The output of burn_polygon()
is a list of four-element indexes
start,end,row,poly_id
- these are zero-based atm because they reflect
the underlying C++ code. Examples shown here flatten this to a 4-column
matrix (and add 1).
These options are still in play for what the interface/s could do:
- record presence of polygon (this is all we have currently) OR ID of polygon
- tools to format this meaningfully, and plot lazily (see example for quick plot)
- tools to materialize as actual raster data
I also found this real world example for which this is relevant, discussed in PROJ for very fast lookup for large non-materialized (highly compressed) grids by Thomas Knudsen:
You can install the development version of controlledburn like so:
remotes::install_github("hypertidy/controlledburn")
This is a basic example, this is fast, and shows that it works.

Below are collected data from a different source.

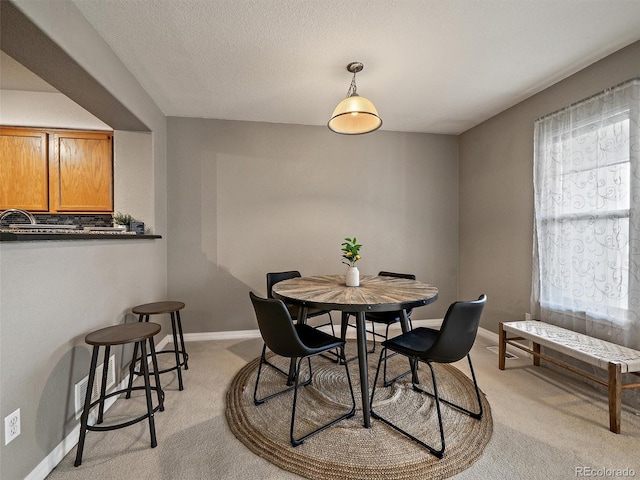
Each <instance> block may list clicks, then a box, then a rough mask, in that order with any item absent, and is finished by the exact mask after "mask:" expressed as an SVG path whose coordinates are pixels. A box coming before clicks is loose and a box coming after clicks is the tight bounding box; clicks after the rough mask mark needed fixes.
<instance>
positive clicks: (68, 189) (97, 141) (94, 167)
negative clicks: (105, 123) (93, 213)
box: [50, 132, 113, 212]
mask: <svg viewBox="0 0 640 480" xmlns="http://www.w3.org/2000/svg"><path fill="white" fill-rule="evenodd" d="M112 139H113V136H112V135H111V133H101V132H94V133H93V132H92V133H87V132H56V133H54V134H53V135H52V141H51V143H52V145H51V147H50V148H51V150H52V151H53V154H52V155H51V160H50V162H51V164H50V189H51V203H52V205H51V211H55V212H112V211H113V153H112V152H113V142H112Z"/></svg>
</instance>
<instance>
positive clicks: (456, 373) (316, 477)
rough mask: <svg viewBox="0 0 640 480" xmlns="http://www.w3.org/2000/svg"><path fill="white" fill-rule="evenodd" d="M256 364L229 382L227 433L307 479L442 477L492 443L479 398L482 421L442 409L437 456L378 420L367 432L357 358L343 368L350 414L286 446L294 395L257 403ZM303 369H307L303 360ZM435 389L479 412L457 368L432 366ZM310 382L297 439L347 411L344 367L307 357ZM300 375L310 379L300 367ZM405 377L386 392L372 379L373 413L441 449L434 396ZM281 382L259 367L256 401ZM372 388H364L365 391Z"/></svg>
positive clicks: (488, 429) (303, 393)
mask: <svg viewBox="0 0 640 480" xmlns="http://www.w3.org/2000/svg"><path fill="white" fill-rule="evenodd" d="M379 352H380V348H378V349H377V350H376V352H375V353H374V354H370V355H369V377H370V379H371V380H370V382H371V383H373V379H374V378H375V370H376V366H377V361H378V354H379ZM346 353H347V357H348V358H349V357H352V356H354V355H355V354H356V344H355V341H350V342H348V343H347V349H346ZM269 361H270V362H272V363H273V364H275V365H276V366H277V367H278V368H280V369H281V370H285V371H286V370H287V367H288V361H287V360H286V359H283V358H282V357H278V356H271V357H270V358H269ZM258 363H259V361H258V359H256V360H254V361H252V362H251V363H249V364H248V365H247V366H246V367H244V368H243V369H241V370H240V372H238V374H237V375H236V376H235V377H234V380H233V381H232V383H231V387H230V389H229V391H228V394H227V410H226V416H227V422H228V423H229V426H230V428H231V431H232V432H233V433H234V434H235V436H236V437H237V438H238V439H239V440H240V441H242V443H244V444H245V445H246V446H247V447H248V448H249V449H250V450H251V451H253V452H254V453H256V454H257V455H260V456H261V457H263V458H265V459H267V460H269V461H270V462H271V463H274V464H275V465H278V466H279V467H281V468H283V469H285V470H288V471H291V472H295V473H298V474H300V475H302V476H304V477H306V478H310V479H314V480H319V479H325V478H330V479H333V480H357V479H361V478H366V479H372V480H375V479H380V480H382V479H388V478H394V479H406V480H412V479H415V478H430V479H434V480H435V479H443V478H448V477H450V476H452V475H454V474H456V473H458V472H460V471H462V470H465V469H466V468H468V467H469V466H470V465H471V464H472V463H473V462H474V461H476V460H477V459H478V458H479V457H480V456H481V455H482V451H483V449H484V447H485V446H486V444H487V443H488V442H489V440H490V438H491V433H492V430H493V423H492V420H491V410H490V408H489V404H488V403H487V401H486V398H484V396H483V395H482V402H483V408H484V415H483V418H482V419H480V420H477V419H474V418H472V417H470V416H468V415H465V414H463V413H461V412H459V411H457V410H455V409H453V408H451V407H450V406H447V405H445V404H442V405H441V412H442V417H443V424H444V426H445V441H446V452H445V457H444V458H443V459H438V458H436V457H435V456H433V455H431V454H430V453H429V452H428V451H427V450H426V449H424V448H423V447H421V446H419V445H418V444H417V443H415V442H413V441H412V440H410V439H408V438H406V437H404V436H402V435H400V434H399V433H397V432H396V431H395V430H393V429H391V428H390V427H389V426H387V425H385V424H384V423H382V422H380V421H375V420H373V421H372V426H371V428H370V429H367V428H364V427H363V425H362V405H361V403H360V383H359V376H358V363H357V361H355V360H354V361H352V362H349V371H350V376H351V378H352V383H353V386H354V391H355V396H356V399H357V402H356V405H357V407H356V408H357V410H356V415H355V416H354V417H352V418H349V419H346V420H343V421H342V422H340V423H338V424H336V425H334V426H332V427H330V428H329V429H327V430H324V431H323V432H321V433H319V434H318V435H317V436H314V437H311V438H309V439H308V440H307V441H305V442H304V443H303V444H302V445H299V446H298V447H293V446H292V445H291V443H290V441H289V429H290V420H291V406H292V400H293V392H287V393H284V394H282V395H280V396H277V397H274V398H271V399H269V400H268V401H266V402H265V403H264V404H262V405H259V406H256V405H255V404H254V402H253V391H254V386H255V379H256V374H257V369H258ZM303 365H306V363H304V364H303ZM387 367H388V374H389V378H393V377H394V376H395V375H398V374H401V373H403V372H404V371H407V369H408V362H407V360H406V359H405V358H404V357H401V356H395V357H392V358H390V359H389V360H388V363H387ZM434 367H435V370H436V378H437V381H438V390H439V392H440V395H441V397H442V398H445V399H449V400H452V401H455V402H456V403H458V404H459V405H461V406H462V407H464V408H466V409H468V410H471V411H478V401H477V397H476V392H475V389H474V387H473V382H472V381H471V380H470V379H469V378H468V377H467V376H466V375H465V374H464V373H462V372H461V371H460V370H458V369H457V368H456V367H452V366H450V365H434ZM312 368H313V383H312V385H309V386H308V387H304V388H300V389H299V394H298V401H297V404H298V406H297V414H296V417H297V423H296V433H295V435H296V437H300V436H302V435H303V434H304V433H306V432H310V431H312V430H314V429H315V428H318V427H319V426H321V425H323V424H325V423H327V422H328V421H329V420H330V419H331V418H337V417H339V416H340V415H342V414H344V413H347V412H348V411H349V410H350V409H351V405H352V403H351V397H350V394H349V389H348V382H347V379H346V374H345V369H344V366H339V365H337V364H336V363H335V362H333V361H331V360H330V359H326V358H324V357H321V356H317V357H314V358H313V360H312ZM419 376H420V380H421V385H422V387H423V388H425V389H426V390H427V391H431V392H432V391H433V385H432V380H431V375H430V372H429V368H428V367H427V366H426V365H422V366H421V367H420V369H419ZM302 378H308V373H307V369H306V368H304V370H303V374H302ZM408 379H409V377H408V376H407V377H405V378H404V379H402V380H399V381H398V382H396V383H395V384H393V385H392V386H391V387H389V388H381V387H380V385H381V383H382V381H381V379H379V380H378V388H377V389H376V397H375V403H374V409H375V411H376V412H377V413H379V414H380V415H382V416H384V417H385V418H389V419H391V421H393V423H395V424H396V425H399V426H401V428H403V429H405V430H407V431H409V432H411V433H412V434H413V435H414V436H416V437H418V438H420V439H421V440H423V441H425V442H426V443H428V444H430V445H432V446H434V447H435V448H436V449H438V448H440V446H441V445H440V437H439V428H438V418H437V411H436V408H435V402H434V401H433V399H432V398H430V397H428V396H426V395H421V394H419V393H417V392H415V391H414V390H413V389H412V385H411V382H410V381H409V380H408ZM285 382H286V379H285V377H284V376H283V375H282V374H281V373H280V372H278V371H277V370H275V369H273V368H270V367H268V366H266V367H263V371H262V375H261V378H260V389H259V397H264V396H266V395H271V394H273V393H276V392H278V391H280V390H282V389H283V388H285ZM371 387H372V385H370V388H371Z"/></svg>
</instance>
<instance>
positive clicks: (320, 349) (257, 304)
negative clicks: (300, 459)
mask: <svg viewBox="0 0 640 480" xmlns="http://www.w3.org/2000/svg"><path fill="white" fill-rule="evenodd" d="M249 297H250V298H251V303H252V304H253V308H254V310H255V313H256V318H257V320H258V327H259V328H260V334H261V335H262V339H263V340H264V345H263V347H262V355H261V356H260V365H259V367H258V374H257V377H256V385H255V388H254V391H253V402H254V403H255V404H256V405H260V404H262V403H264V402H265V401H267V400H269V399H271V398H273V397H276V396H278V395H282V394H283V393H286V392H289V391H290V390H293V407H292V410H291V428H290V430H289V436H290V439H291V445H293V446H294V447H297V446H298V445H300V444H301V443H302V442H304V441H305V440H306V439H307V438H309V437H311V436H312V435H315V434H316V433H319V432H321V431H323V430H324V429H326V428H329V427H330V426H332V425H335V424H336V423H338V422H340V421H342V420H344V419H346V418H350V417H353V415H354V414H355V411H356V399H355V396H354V394H353V385H352V383H351V377H350V376H349V368H348V367H347V363H346V362H344V361H342V362H340V363H342V364H343V365H344V367H345V372H346V375H347V383H348V384H349V391H350V393H351V402H352V406H351V410H349V411H348V412H346V413H344V414H342V415H340V416H339V417H338V418H335V419H333V420H331V421H330V422H328V423H326V424H324V425H322V426H320V427H318V428H316V429H314V430H313V431H311V432H309V433H306V434H305V435H303V436H301V437H299V438H295V436H294V429H295V421H296V405H297V400H298V388H299V387H300V386H305V387H306V386H308V385H310V384H311V381H312V379H313V372H312V370H311V357H313V356H315V355H320V354H322V353H325V352H328V351H329V350H333V349H338V351H339V355H340V359H341V360H344V344H345V342H344V340H340V339H339V338H337V337H334V336H333V335H329V334H328V333H325V332H323V331H322V330H318V329H315V328H313V327H310V326H309V325H305V324H299V323H294V322H293V320H292V318H291V314H290V313H289V310H288V309H287V307H286V305H285V304H284V303H283V302H282V301H281V300H277V299H269V298H260V297H258V296H257V295H254V294H253V292H250V293H249ZM267 347H268V348H269V349H270V350H271V351H272V352H273V353H275V354H276V355H279V356H281V357H285V358H290V359H297V361H296V369H295V383H294V385H292V386H290V387H287V388H284V389H282V390H280V391H278V392H276V393H272V394H270V395H267V396H265V397H263V398H258V386H259V383H260V376H261V373H262V367H263V365H269V366H271V367H272V368H274V369H275V370H276V371H277V372H279V373H281V374H282V375H283V376H284V378H285V379H286V378H287V377H288V372H285V371H284V370H282V369H281V368H279V367H278V366H276V365H274V364H273V363H271V362H269V361H268V360H267V358H266V351H267ZM305 360H307V362H308V368H309V378H308V379H306V380H304V381H301V380H300V367H301V365H302V362H304V361H305Z"/></svg>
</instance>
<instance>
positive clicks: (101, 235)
mask: <svg viewBox="0 0 640 480" xmlns="http://www.w3.org/2000/svg"><path fill="white" fill-rule="evenodd" d="M155 238H162V236H160V235H137V234H135V233H115V232H83V231H78V232H77V233H61V232H42V233H41V232H17V233H16V232H11V231H6V230H5V231H0V242H34V241H43V240H48V241H52V240H53V241H60V240H149V239H155Z"/></svg>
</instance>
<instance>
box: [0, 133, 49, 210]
mask: <svg viewBox="0 0 640 480" xmlns="http://www.w3.org/2000/svg"><path fill="white" fill-rule="evenodd" d="M8 208H20V209H22V210H29V211H32V212H46V211H48V210H49V163H48V145H47V133H46V132H44V131H38V130H29V129H20V128H9V127H0V210H6V209H8Z"/></svg>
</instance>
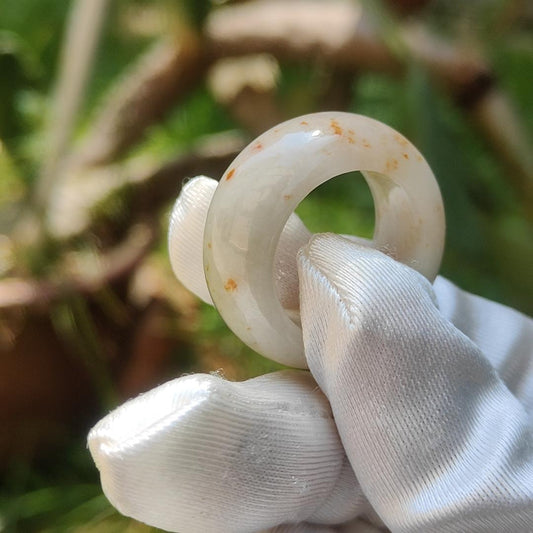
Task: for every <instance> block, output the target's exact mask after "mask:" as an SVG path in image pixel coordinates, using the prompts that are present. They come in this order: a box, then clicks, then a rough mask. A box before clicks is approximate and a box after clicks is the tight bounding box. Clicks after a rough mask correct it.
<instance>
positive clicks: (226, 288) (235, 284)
mask: <svg viewBox="0 0 533 533" xmlns="http://www.w3.org/2000/svg"><path fill="white" fill-rule="evenodd" d="M224 289H226V290H227V291H228V292H233V291H235V290H237V283H236V282H235V280H234V279H231V278H228V281H226V283H225V284H224Z"/></svg>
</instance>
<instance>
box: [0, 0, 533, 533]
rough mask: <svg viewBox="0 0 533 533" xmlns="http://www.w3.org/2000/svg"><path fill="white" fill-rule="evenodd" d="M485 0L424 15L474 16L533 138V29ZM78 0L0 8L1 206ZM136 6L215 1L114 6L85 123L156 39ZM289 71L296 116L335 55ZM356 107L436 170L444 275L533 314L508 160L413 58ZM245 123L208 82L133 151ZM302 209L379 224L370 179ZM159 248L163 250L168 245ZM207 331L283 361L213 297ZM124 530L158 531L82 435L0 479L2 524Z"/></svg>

pols <- silicate::inlandwaters
library(vaster)
#>
#> Attaching package: 'vaster'
#> The following object is masked from 'package:stats':
#>
#> ts
## define a raster (xmin, xmax, ymin, ymax), (ncol, nrow)
ext <- unlist(lapply(silicate::sc_vertex(pols), range))
dm <- c(50, 40)
r <- controlledburn:::burn_polygon(pols, extent = ext,
dimension = dm)
## our index is triplets of start,end,line where the polygon edge was detected -
## this essentially an rle by scanline of start,end polygon coverage
index <- matrix(unlist(r, use.names = F), ncol = 4L, byrow = TRUE) + 1 ## plus one because 0-index internally
## plot just the start and ends of each scanline detected
xy0 <- vaster::xy_from_cell(dm, ext, vaster::cell_from_row_col(dm, index[,c(3, 3)], index[,1:2]))
plot(xy0)
plot(silicate::PATH0(pols), add = TRUE)
## expand out to every cell
cr <- do.call(rbind, apply(index, 1,\(.x) cbind(seq(.x[1], .x[2]), .x[3], .x[4])))
xy <- vaster::xy_from_cell(dm, ext, vaster::cell_from_row_col(dm, cr[,2], cr[,1]))
plot(xy, pch = 19, cex = .3, col = palr::d_pal(cr[,3]))
plot(silicate::PATH0(pols), add = TRUE)
It scales to very large tasks, with small output.
dm <- c(500000, 400000)
system.time(r <- controlledburn:::burn_polygon(pols, extent = ext,
dimension = dm))
#> user system elapsed
#> 0.913 0.068 0.982
length(r)
#> [1] 989153
## consider a prod(dm) raster of type double (or even bool) obviously would compress again but why churn
pryr::object_size(r)
#> 71.22 MB
The following is inefficient, but shows that we get the right result.
dm <- c(500, 400)
system.time(r <- controlledburn:::burn_polygon(pols, extent = ext,
dimension = dm))
#> user system elapsed
#> 0.002 0.001 0.003
index <- matrix(unlist(r, use.names = F), ncol = 4L, byrow = TRUE) + 1 ## plus one because 0-index internally
## now go inefficient, this is every column,row index, then converted to cell, converted to xy
cr <- do.call(rbind, apply(index, 1, \(.x) cbind(seq(.x[1], .x[2]), .x[3], .x[4])))
xy <- vaster::xy_from_cell(dm, ext, vaster::cell_from_row_col(dm, cr[,2], cr[,1]))
plot(xy, pch = ".", col = palr::d_pal(cr[,3]))
rr <- terra::rast(cbind(xy, 0), type = "xyz")
rr[terra::cellFromXY(rr, xy)] <- 1
terra::plot(rr ,col = "firebrick", asp = NA)
plot(silicate::SC0(pols), add = TRUE)
Please note that the controlledburn project is released with a Contributor Code of Conduct. By contributing to this project, you agree to abide by its terms.